Too Western for the East, too Eastern for the West

A photo story that captures the feeling experienced by many.

By Enas Sistani

This story is brought to you by Dr. Rocco’s Specialized Dental Center in Abu Dhabi, UAE.

In 2017, I moved from my home country Bahrain to New York to pursue a master’s degree. I didn’t think much of the move. After all, back in Bahrain, I was considered “too Western” for my society. I always spoke in English, I never listened to Arabic music and I did not relate to anything that was Arabic. Like many of my generation, I related more to anything and everything that was Western due to my exposure to the English language and Western culture, TV and music in my youth.

But, much to my surprise, when I came to the US, I began to feel an unprecedented gravitation towards my roots and culture. It was something I never thought would happen to me. The first thing I did when I experienced that was to look for a halal grocery shop. There, I bought cardamom to add to my tea to make it the way my mother makes it, I bought a prayer mat and placed it on the floor in my apartment so that I would be reminded of home, and I bought an Arabic perfume to smell like home.

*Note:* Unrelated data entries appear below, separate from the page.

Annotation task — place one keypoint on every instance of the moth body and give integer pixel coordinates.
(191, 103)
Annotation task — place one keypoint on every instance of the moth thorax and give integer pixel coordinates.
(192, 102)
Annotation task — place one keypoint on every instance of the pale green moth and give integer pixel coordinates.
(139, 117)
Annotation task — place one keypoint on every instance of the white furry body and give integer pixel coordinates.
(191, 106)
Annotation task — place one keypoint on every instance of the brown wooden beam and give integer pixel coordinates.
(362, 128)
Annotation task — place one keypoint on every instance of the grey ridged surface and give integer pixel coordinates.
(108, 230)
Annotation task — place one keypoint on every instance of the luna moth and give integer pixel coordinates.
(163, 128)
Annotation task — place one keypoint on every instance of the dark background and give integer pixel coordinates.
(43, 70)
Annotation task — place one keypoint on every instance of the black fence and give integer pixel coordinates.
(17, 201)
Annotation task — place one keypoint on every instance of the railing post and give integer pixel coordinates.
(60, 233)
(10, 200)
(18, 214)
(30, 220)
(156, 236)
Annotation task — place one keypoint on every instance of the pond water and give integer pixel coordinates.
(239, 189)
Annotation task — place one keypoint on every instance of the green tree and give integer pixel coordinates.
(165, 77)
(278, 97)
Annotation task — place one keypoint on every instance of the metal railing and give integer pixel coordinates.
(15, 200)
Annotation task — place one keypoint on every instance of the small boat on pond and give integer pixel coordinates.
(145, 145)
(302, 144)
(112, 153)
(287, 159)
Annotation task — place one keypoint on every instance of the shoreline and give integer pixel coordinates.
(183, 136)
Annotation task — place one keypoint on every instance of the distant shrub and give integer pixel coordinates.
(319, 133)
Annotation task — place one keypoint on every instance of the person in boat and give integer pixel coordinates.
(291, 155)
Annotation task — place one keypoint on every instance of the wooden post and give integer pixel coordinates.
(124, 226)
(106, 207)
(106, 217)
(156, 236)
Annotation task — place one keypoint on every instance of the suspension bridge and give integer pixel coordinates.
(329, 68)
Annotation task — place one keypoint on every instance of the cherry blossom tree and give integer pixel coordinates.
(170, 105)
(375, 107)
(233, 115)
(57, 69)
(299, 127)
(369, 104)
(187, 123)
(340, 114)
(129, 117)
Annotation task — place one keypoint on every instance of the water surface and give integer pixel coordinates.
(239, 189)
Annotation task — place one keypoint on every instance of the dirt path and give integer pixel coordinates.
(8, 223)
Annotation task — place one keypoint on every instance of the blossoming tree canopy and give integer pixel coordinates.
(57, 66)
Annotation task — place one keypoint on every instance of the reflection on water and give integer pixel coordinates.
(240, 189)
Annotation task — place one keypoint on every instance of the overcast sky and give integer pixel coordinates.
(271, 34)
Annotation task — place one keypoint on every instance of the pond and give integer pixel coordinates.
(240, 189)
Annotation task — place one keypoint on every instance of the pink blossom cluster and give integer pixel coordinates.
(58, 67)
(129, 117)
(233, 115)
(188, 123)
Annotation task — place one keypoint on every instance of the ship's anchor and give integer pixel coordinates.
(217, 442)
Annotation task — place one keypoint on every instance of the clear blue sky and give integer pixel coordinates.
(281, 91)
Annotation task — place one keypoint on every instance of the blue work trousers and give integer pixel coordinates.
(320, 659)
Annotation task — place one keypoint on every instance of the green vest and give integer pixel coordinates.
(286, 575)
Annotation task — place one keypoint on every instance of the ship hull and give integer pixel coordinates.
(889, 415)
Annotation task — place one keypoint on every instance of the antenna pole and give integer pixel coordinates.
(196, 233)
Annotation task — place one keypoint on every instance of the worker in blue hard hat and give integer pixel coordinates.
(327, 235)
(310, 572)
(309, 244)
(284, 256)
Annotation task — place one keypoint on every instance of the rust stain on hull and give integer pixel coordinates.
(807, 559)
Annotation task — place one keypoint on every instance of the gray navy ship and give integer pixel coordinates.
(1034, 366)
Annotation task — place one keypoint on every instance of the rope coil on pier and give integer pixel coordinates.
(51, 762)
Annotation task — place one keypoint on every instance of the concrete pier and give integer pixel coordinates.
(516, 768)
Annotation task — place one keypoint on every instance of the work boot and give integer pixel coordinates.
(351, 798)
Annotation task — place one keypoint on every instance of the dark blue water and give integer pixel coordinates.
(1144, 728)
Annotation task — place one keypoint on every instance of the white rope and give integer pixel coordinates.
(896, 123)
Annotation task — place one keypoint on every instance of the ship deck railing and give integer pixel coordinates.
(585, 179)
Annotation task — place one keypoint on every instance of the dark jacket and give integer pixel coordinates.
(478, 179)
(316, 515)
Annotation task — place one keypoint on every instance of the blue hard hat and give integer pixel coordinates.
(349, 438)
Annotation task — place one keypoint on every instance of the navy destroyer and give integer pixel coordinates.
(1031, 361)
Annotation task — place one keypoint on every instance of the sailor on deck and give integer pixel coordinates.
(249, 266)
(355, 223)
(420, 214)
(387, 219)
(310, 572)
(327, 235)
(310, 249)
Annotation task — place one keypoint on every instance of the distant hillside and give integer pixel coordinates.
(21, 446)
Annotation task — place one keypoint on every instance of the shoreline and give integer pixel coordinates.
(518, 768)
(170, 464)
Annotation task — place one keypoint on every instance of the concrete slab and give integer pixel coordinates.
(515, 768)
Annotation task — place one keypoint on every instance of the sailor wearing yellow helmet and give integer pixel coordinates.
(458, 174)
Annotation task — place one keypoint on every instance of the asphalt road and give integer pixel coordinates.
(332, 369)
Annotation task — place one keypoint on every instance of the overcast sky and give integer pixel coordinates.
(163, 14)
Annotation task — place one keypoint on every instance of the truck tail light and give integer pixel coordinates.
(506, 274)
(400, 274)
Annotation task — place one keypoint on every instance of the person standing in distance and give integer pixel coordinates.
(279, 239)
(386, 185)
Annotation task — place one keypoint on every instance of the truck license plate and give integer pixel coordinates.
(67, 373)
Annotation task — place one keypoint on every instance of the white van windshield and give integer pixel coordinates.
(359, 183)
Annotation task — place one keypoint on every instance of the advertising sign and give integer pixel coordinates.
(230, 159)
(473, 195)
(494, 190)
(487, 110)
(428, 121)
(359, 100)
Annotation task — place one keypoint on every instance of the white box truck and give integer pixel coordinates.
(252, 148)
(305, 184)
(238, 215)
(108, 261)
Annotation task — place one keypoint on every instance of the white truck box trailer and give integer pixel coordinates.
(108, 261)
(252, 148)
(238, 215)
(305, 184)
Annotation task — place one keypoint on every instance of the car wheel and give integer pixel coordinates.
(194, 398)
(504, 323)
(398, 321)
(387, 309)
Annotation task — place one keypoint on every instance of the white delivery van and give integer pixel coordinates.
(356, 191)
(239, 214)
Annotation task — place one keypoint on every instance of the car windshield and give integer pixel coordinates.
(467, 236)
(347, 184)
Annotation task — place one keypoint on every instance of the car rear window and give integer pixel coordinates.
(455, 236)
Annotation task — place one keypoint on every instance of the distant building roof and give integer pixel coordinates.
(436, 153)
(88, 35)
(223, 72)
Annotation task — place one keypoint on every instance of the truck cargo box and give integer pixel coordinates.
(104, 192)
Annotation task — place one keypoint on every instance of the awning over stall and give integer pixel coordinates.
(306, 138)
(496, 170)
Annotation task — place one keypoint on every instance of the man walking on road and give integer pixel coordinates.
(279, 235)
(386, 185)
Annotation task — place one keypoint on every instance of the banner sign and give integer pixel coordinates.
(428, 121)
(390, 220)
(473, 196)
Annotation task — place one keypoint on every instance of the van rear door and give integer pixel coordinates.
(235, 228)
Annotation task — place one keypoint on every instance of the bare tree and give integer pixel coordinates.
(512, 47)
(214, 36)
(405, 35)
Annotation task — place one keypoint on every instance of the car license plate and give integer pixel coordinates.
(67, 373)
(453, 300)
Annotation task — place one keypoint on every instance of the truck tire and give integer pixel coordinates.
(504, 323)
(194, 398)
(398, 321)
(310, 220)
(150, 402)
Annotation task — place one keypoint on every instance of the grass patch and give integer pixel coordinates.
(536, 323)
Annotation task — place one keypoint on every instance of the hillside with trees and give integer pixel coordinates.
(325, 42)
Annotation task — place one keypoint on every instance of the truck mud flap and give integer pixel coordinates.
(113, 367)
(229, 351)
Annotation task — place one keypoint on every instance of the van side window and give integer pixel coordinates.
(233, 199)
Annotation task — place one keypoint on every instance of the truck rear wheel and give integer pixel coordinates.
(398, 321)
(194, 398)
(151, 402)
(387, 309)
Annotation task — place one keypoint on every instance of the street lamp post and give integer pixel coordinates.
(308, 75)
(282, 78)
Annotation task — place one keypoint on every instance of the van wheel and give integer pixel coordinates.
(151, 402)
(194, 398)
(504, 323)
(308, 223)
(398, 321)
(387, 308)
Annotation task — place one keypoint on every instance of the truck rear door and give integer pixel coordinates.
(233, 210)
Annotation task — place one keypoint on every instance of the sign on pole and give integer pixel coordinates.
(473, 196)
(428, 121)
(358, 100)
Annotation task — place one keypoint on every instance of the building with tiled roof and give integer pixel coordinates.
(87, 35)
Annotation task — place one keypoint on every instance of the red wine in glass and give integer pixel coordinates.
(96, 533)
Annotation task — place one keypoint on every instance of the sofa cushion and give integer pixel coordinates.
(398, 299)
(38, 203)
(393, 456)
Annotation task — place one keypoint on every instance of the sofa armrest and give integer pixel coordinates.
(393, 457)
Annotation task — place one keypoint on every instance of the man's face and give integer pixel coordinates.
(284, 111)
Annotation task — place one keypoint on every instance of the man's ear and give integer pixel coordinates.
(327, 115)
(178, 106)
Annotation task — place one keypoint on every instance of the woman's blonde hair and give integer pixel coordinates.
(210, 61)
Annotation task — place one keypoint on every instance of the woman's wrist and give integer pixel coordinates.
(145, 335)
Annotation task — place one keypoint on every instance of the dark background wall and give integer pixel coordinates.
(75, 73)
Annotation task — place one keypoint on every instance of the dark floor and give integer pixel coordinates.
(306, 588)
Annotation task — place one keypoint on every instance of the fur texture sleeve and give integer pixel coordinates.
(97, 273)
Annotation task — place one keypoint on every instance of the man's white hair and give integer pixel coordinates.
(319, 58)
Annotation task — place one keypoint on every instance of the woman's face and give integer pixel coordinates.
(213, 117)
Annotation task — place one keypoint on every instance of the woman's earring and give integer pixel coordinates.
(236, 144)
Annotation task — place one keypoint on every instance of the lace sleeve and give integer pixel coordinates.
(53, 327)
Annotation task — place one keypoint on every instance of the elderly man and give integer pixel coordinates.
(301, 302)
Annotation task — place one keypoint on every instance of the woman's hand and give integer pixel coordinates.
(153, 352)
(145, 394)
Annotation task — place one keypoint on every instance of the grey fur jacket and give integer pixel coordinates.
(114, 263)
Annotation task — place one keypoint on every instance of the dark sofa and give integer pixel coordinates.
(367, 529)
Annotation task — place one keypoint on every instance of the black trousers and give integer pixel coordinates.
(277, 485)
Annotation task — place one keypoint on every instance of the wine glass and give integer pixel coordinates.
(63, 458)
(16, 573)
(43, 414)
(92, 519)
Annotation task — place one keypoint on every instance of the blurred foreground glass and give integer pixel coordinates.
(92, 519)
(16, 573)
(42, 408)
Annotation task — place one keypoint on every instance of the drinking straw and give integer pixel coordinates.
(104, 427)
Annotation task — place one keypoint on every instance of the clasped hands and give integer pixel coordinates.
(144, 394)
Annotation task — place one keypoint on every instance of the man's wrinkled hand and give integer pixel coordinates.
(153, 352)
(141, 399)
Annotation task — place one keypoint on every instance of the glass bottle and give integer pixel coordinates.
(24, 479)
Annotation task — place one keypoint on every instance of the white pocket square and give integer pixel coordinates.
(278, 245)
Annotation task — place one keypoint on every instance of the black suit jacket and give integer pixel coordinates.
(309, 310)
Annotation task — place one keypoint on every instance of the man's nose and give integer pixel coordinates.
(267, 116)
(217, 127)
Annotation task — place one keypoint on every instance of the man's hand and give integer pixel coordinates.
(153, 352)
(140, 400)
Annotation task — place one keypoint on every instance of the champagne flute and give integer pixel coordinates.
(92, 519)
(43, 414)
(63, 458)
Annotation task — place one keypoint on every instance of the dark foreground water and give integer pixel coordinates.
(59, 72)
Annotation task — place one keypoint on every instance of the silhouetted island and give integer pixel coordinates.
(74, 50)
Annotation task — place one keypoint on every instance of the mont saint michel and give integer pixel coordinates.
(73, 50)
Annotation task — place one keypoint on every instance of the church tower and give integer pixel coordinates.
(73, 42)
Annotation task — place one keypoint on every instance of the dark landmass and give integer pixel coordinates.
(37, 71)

I realised that we can never escape our roots and culture, and that we will always revert back to them in the end. Even if we are unhappy with some aspects of our homes, such as feeling tied down by societal barriers (real or imagined), the thought of it will always bring back  a series of heartwarming memories: remembering what a glass of warm chai karak (tea with milk and spices) tastes like, remembering the scent of bukhoor (Arabic incense) on an afternoon day, and missing the sound of prayers on a Friday morning. Home will always be different. Home will always be home no matter how far away from it we are, emotionally and physically.

So, as soon as I came back home to Bahrain, I immersed myself in a photography project to showcase my experience and the experience of many of those of my generation who feel too Western for the Middle East and too Middle Eastern for the West. The end results were these photographs that I took in the village of Saar. The model, dressed in a combination of traditional clothes, jeans and T-shirt, and holding a Starbucks coffee cup, is posing in front of a graffiti that reads “Welcome to Vegas”. I wanted to feature a girl in traditional getup but enjoying things that are Western with that graffiti behind her. She represents how I felt when I first arrived in the US: an outsider, yet not entirely so.

The views of the authors and writers who contribute to Sekka, and the views of the interviewees who are featured in Sekka, do not necessarily reflect the views and opinions of Sekka, its parent company, its owners, employees, and affiliates.

Bahraini photographer Enas Sistani’s photographs have been gaining momentum ever since she has accidentally stumbled into the realm of photography during one of her travels in 2016. With an eye for raw and reverberating emotions, Enas continuously seeks capturing those moments in her images. She waltzes with human motifs, colors and overall emotions.